Seit Beginn der Wirtschaftskrise vor sechs Jahren ist das Problem so groß geworden, dass sich selbst Präsident Obama einschaltete und von den Colleges forderte, sie müssten auch für Mittelschichtsfamilien ein bezahlbares Studium anbieten. Die Studienschulden sind auch Wahlkampfthema für die Zwischenwahlen im November.

Die Regierung schaut nun genauer darauf, dass die Hochschulen ihre Absolventen so qualifizieren, dass sie nach dem Abschluss auch einen guten Job finden. Insbesondere Hochschulen, deren Studenten niedrig verzinste Studienkredite der Regierung in Anspruch nehmen, müssen nun stärker nachweisen, dass sie nicht am Bedarf des Arbeitsmarktes vorbei ausbilden. Mit solchen Regulierungen tut man sich in Amerika für gewöhnlich schwer, sie waren aber notwendig geworden, weil sich im Hochschulsektor, vor allem am unteren Ende, bei den profitorientierten Einrichtungen, ein Wildwuchs ausgebreitet hatte.

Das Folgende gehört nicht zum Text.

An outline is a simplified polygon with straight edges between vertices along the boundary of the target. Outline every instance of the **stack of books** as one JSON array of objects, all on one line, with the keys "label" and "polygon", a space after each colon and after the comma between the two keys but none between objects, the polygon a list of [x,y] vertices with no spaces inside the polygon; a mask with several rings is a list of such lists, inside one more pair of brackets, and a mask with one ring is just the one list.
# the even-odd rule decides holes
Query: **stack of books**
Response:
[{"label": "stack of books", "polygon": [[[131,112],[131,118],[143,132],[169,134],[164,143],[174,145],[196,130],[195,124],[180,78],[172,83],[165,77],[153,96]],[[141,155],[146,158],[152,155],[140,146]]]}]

Es gibt in den USA sogenannte degree mills, Einrichtungen, die akademische Abschlüsse in Massen an vor allem Jugendliche aus bildungsfernen Familien vergeben. Diese Discount-Abschlüsse sind aber auf dem Arbeitsmarkt fast nichts wert.

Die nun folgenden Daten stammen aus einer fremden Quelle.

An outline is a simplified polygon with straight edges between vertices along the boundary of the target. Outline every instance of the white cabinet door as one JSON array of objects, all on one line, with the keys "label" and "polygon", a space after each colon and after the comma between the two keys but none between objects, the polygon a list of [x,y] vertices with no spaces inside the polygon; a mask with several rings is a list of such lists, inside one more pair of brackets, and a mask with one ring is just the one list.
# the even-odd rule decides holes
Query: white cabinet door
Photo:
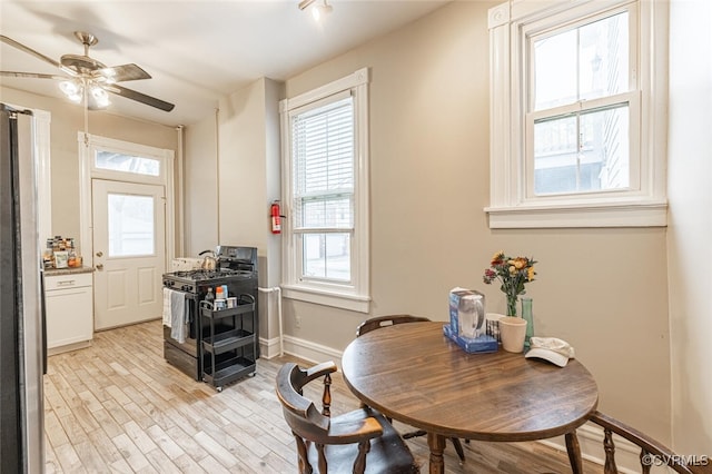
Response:
[{"label": "white cabinet door", "polygon": [[91,274],[48,276],[44,285],[47,348],[91,340]]}]

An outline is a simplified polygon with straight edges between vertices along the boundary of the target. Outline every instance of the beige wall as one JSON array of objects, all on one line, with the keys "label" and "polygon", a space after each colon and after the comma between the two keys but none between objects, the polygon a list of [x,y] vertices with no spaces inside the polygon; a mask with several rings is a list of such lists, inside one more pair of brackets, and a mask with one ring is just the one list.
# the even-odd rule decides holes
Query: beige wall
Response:
[{"label": "beige wall", "polygon": [[[52,176],[52,235],[79,238],[79,146],[85,130],[80,106],[16,89],[0,88],[0,100],[51,113],[50,162]],[[123,99],[116,99],[123,100]],[[89,134],[176,151],[178,135],[172,127],[131,120],[107,111],[89,112]],[[177,155],[177,152],[176,152]],[[44,239],[51,236],[40,236]],[[80,249],[81,251],[81,249]]]},{"label": "beige wall", "polygon": [[712,4],[671,2],[670,322],[673,441],[712,456]]},{"label": "beige wall", "polygon": [[[486,294],[492,254],[534,256],[535,330],[576,349],[600,407],[670,441],[665,229],[491,230],[487,9],[454,2],[287,81],[294,97],[369,67],[373,315],[447,318],[447,292]],[[287,333],[343,350],[368,315],[286,302]],[[300,328],[295,327],[300,318]]]},{"label": "beige wall", "polygon": [[217,115],[186,127],[185,148],[185,248],[178,256],[197,257],[218,244]]}]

Ohnehin schwankt die Qualität der akademischen Abschlüsse in den Vereinigten Staaten extrem. Von den knapp über 4700 akademischen Einrichtungen gelten nur höchstens 300 nach europäischen Maßstäben als Universität. Wer mit einem Bachelor eine Spitzenuni wie Harvard verlässt, mag zwar einen Berg Schulden haben, hat aber auch alle Chancen auf einen lukrativen Job. Wer dagegen ein Community College abschließt, hat nicht selten weniger gelernt als ein deutscher Auszubildender. Die Obama-Regierung unterstützt daher den Ausbau der Colleges zu richtigen Berufsschulen in Kooperation mit Unternehmen.